BMI seems to play an important role in the Vit D levels. Around 70% of the patients were either overweight or obese. It has been reported that BMI is significantly associated with the Vitamin D deficiency and could be due to sequestration of Vit D in the compartments of the body fat, thereby reducing the bioavailable Vit D. 30

The daily necessary levels of Vitamin D is 400-800IU. Most of it is attained from sunlight. As the age increases, the outdoor activities of the persons reduces. As the person spends more and more time indoors, the level of Vit D also reduces.

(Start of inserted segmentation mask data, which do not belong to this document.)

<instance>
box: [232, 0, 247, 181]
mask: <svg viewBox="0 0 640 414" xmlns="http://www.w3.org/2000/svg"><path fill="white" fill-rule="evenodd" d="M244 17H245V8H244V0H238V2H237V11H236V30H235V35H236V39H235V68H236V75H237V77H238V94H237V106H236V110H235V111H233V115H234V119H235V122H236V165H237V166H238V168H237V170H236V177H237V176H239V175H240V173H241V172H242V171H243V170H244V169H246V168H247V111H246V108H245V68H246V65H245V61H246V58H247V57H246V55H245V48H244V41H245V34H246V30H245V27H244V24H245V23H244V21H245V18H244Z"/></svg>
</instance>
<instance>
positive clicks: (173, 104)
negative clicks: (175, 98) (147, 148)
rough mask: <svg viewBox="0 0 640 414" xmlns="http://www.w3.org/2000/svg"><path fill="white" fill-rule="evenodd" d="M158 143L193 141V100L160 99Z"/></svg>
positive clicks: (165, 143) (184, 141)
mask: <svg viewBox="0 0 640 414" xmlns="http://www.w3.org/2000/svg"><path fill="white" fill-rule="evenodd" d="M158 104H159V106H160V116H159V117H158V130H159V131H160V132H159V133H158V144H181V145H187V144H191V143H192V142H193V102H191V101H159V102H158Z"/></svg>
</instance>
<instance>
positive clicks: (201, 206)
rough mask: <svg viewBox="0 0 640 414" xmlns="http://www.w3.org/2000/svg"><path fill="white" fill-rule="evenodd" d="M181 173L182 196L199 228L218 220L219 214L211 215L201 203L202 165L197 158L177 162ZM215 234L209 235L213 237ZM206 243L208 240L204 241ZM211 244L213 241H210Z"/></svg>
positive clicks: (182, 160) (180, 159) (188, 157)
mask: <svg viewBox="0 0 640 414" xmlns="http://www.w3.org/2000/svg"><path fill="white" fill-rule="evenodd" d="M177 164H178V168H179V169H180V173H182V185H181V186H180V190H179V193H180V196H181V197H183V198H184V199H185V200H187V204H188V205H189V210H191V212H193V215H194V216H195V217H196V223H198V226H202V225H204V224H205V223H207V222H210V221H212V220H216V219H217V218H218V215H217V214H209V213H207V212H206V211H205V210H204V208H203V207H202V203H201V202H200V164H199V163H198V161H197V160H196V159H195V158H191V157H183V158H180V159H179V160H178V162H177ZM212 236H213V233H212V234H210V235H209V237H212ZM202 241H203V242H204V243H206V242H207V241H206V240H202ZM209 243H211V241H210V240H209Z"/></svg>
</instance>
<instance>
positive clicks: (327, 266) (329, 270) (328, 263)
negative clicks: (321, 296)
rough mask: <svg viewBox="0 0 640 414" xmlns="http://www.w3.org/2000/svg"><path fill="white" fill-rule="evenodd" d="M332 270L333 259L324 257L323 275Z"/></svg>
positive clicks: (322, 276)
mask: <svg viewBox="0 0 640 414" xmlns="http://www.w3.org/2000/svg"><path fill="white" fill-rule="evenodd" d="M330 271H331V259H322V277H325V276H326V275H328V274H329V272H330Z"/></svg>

In our study, 56.6% of the patients had Vit D insufficiency and 23.7% were deficient in Vit D. In a study by Saini et al, around 76% of the patients had Vit D deficiency and 16% had insufficient Vit D. These values were higher than that of our study. Another study by Gallacher et al observed 82% to have vitamin D levels less than 70nmol/l and 72% below 50nmol/l. 29 Another study reported about 75% of the patients with the serum 25OHD <50 nmol/l and 68% with 25OHD of <30nmol/l. 31 The Vitamin D levels show regional variation. It has reported to be 36% in Finland, 32, 33 around 50-80% in the US, 34, 35 40-70% in Britain, 36 as high as 90% in Japan. 37, 38

Most of the fragility fractures in our study (60.5%) involved the hip. Others involved vertebrae, wrist and humerus. Hip fractures were the most common type of fragility fractures. In a study by Saini et al, 51% of the patients had hip fractures. 28

Studies have shown that Vitamin D, when administered alone does not have any affect in the prevention of fractures, but when given with calcium as a supplement, there is definitely a positive response. 39, 40 Studies have shown that there was a significant difference between the persons who were on Vit D and Calcium supplementation to those without. 28

It has been reported that elderly patients who have been given high doses of vit D and calcium supplements are at lower risk of falls and fractures. 41 This is because the Vit D is associated with the increase in muscle mass and strength. So a reduction in the vit D levels, would result in lower muscle strength and bone mass. 42, 43 This muscle weakness is reversible, when Vit D is supplemented. 44


Most of the patients were either had insufficient or deficient Vitamin D level at the time of their fall. Therefore, after the onset of menopause and especially in the elderly, it is imperative to keep a watch on the vitamin D levels and supplement calcium and vitamin D in medications so that the risk of fall is reduced. This will further reduce the morbidity, quality of life and cost of hospitalization of the patients.